Inter-Satellite Link-Enhanced Transmission Scheme Towards Aviation IoT in SAGIN
Qian Chen, Chenyu Wu, Shuai Han, Weixiao Meng, Tony Q. S. Quek
TL;DR
The paper addresses content delivery for aviation IoT in a space-air-ground integrated network by leveraging caching at LEO satellites and high-speed laser inter-satellite links. It develops a caching-aware IFC framework and proposes two tailored optimization schemes: an exact penalty method for cached-file satellite association and an alternating optimization approach for non-cached files, incorporating GS bandwidth allocation.
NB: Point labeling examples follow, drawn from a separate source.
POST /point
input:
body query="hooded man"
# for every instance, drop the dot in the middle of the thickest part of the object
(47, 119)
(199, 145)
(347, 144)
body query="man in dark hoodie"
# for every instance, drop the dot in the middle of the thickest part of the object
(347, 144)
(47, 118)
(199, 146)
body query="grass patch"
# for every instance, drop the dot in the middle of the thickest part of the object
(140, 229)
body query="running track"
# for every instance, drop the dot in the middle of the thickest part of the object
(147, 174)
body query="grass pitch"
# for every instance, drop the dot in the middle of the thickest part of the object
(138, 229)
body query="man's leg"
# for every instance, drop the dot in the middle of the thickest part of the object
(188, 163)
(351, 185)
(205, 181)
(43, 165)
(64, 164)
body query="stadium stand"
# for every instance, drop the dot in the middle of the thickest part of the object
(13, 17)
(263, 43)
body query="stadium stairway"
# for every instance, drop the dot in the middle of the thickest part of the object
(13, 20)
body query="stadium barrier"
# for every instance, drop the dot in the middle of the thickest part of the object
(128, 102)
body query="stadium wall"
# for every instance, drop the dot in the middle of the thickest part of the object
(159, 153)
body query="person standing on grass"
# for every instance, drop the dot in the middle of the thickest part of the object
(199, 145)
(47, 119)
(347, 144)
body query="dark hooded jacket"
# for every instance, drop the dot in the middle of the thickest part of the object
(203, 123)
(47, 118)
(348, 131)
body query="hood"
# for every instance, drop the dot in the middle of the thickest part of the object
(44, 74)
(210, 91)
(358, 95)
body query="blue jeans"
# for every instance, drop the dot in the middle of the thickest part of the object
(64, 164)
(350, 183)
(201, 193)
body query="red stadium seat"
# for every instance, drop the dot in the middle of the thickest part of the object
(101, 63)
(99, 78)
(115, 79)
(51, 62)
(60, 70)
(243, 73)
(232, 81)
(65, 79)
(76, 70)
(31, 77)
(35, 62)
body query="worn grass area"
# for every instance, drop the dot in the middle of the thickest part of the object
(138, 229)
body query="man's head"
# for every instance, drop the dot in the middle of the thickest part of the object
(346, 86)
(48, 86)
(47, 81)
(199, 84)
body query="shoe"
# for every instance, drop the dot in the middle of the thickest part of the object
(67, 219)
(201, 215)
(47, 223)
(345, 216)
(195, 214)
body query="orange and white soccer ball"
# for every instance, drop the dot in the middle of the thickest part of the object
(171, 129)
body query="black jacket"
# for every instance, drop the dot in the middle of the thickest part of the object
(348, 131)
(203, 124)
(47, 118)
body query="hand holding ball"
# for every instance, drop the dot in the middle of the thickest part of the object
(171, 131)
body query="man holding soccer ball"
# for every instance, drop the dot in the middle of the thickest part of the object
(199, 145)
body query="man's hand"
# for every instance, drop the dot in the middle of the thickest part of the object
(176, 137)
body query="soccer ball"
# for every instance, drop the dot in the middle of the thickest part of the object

Through theoretical development and extensive simulations, the study demonstrates substantial latency reductions when using multiple ISLs, with significant gains from satellite caching and optimized GS resources, particularly for non-cached data. The results highlight practical insights on ISL provisioning, gateway deployment, and LEO altitude choices, underscoring the potential of SAGIN-enabled caching to advance aviation IoT and in-flight connectivity.
Abstract
The rapid development of the aviation Internet of Things (IoT) has positioned in-flight connectivity (IFC) as one of its critical applications. Space-air-ground integrated networks (SAGIN) are essential for ensuring the performance of IFC by enabling seamless and reliable connectivity. However, most existing research treats satellites merely as transparent forwarding nodes and overlooks their potential caching capabilities to enhance IFC data rates. In this article, we explore an IFC-oriented SAGIN where satellites and ground stations (GSs) work together to transmit content to airborne passengers, thereby facilitating airborne communication. By categorizing files into cached (instantly accessible via satellites) and non-cached files (available only through GSs), this article pioneers the integration of multiple inter-satellite links (ISLs) into the IFC framework, thus innovating the content delivery process for both types of files. To minimize the average delay of content delivery, we formulate the corresponding optimization problems: 1) For cached files, we propose an exact penalty-based method to determine the satellite association scheme. 2) For non-cached files, we present an efficient algorithm based on alternating optimization to jointly optimize satellite association and GS bandwidth allocation. Our proposed framework is low in complexity, paving the way for high-speed Internet connectivity for aviation passengers. Finally, simulation results are provided to demonstrate the effectiveness of our proposed IFC framework for SAGIN.